I will probably need to have my gallbladder removed at some point. I get a gallbladder attack every so often, but the pain has never been extremely severe, and usually goes away within a few hours.

I can tell when one is coming on because I have stomach pain and bloating that goes along with this. My clothes feel really tight around my stomach because of the bloating, and loose clothing is the only thing I can wear when this happens.

I had a doctor friend tell me to drink a little bit of lemon juice and honey in hot water every day. She said this would help cleanse the gallbladder and get rid of the sludge that is building up.
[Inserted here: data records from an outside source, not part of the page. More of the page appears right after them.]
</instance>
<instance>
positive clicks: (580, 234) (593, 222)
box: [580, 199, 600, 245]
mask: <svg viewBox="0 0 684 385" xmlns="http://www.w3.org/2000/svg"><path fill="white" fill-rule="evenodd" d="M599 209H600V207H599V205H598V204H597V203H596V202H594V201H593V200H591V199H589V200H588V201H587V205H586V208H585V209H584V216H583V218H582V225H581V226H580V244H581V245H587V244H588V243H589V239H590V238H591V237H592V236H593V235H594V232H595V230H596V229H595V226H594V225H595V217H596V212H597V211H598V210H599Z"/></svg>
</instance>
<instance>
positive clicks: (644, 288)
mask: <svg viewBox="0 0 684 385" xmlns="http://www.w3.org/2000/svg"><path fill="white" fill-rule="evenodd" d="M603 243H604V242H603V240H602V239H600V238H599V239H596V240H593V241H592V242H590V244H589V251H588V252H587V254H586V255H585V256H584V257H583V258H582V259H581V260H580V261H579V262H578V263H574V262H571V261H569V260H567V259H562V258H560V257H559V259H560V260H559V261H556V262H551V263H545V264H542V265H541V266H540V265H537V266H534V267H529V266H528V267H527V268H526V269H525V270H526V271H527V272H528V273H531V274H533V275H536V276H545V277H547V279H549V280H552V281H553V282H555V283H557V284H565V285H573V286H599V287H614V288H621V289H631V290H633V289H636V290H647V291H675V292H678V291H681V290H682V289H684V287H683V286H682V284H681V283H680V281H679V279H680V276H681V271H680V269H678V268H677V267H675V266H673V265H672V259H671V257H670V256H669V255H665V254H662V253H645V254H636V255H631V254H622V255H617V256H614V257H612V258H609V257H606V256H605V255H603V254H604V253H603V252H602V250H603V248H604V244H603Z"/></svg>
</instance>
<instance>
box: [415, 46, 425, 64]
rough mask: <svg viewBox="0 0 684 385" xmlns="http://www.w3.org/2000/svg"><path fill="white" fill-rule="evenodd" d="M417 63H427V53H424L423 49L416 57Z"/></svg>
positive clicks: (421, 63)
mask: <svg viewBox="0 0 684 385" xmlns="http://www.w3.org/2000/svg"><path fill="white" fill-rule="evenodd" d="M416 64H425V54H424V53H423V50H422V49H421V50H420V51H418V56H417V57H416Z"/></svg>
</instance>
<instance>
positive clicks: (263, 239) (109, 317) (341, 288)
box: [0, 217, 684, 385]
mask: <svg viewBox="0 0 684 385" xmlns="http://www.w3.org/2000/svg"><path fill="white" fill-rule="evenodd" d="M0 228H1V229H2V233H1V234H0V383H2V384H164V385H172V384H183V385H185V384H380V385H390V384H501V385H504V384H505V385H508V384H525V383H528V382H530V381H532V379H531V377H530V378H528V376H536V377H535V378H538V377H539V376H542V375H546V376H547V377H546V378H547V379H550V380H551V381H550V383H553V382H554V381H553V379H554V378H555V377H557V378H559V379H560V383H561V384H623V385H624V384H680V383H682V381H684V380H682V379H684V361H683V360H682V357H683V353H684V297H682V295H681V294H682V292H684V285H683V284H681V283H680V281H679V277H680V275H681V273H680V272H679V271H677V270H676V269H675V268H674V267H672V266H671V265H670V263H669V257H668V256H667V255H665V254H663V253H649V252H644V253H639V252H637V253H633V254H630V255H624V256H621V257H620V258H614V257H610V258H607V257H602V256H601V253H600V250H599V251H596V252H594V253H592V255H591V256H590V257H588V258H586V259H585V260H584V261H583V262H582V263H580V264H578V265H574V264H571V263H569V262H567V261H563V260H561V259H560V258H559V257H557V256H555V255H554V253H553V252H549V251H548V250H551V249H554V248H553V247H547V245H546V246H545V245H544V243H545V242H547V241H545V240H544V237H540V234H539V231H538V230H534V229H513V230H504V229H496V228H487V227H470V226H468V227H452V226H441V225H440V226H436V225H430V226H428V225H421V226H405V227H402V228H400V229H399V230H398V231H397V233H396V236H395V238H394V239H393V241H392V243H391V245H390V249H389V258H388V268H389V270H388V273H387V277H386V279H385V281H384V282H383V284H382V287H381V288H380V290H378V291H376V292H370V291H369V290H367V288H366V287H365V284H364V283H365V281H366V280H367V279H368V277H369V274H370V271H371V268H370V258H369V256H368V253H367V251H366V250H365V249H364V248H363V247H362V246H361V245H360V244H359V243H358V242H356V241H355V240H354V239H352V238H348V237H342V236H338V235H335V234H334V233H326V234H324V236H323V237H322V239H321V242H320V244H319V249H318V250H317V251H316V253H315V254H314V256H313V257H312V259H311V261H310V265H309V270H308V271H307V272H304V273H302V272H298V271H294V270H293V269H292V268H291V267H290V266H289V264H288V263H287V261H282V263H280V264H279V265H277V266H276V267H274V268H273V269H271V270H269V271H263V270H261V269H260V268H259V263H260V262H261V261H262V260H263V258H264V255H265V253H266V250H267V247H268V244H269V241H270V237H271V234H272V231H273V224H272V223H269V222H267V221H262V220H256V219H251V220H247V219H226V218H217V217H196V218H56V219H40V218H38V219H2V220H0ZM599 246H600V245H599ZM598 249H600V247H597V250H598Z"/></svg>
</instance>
I have tried this a few times, but think it works best if you do it every day, not just when you are having symptoms.

Post 3
@LisaLou-- I have had painful gallstones, and eventually had my gallbladder taken out. It took awhile for my body to adjust to this, and I was really careful about what I ate for a long time.

Most of the foods that would aggravate this weren't good for me anyway, so this was one way I could make better choices about the type of food I was eating.

If I eat something that is really greasy, I will still get some abdominal pain and bloating. Because I know what causes it, I don't worry too much about it, and try to avoid that food in the future.

Even though this pain is uncomfortable, it is nothing like it was before I had my gallbladder removed.

Post 2

I never really knew specifically what the gallbladder did. I know a lot of people who have had theirs removed, and it seems like they can function without any problems.

Since the gallbladder is so closely connected with digestion, is it possible to get digestive abdominal pain and bloating even after it has been removed?

Post 1

I have a history of stomach pain and bloating, but they have never found any gallstones when they did testing. When I went to the doctor for these symptoms, they did an ultrasound and took blood work, but all the tests looked OK.

One of the first things the doctor asked me was if I still had my gallbladder. This must be one of the first things they question when someone comes in with abdominal pain like this.

After they ran more tests, they determined my symptoms were from gastritis and started me on some medication.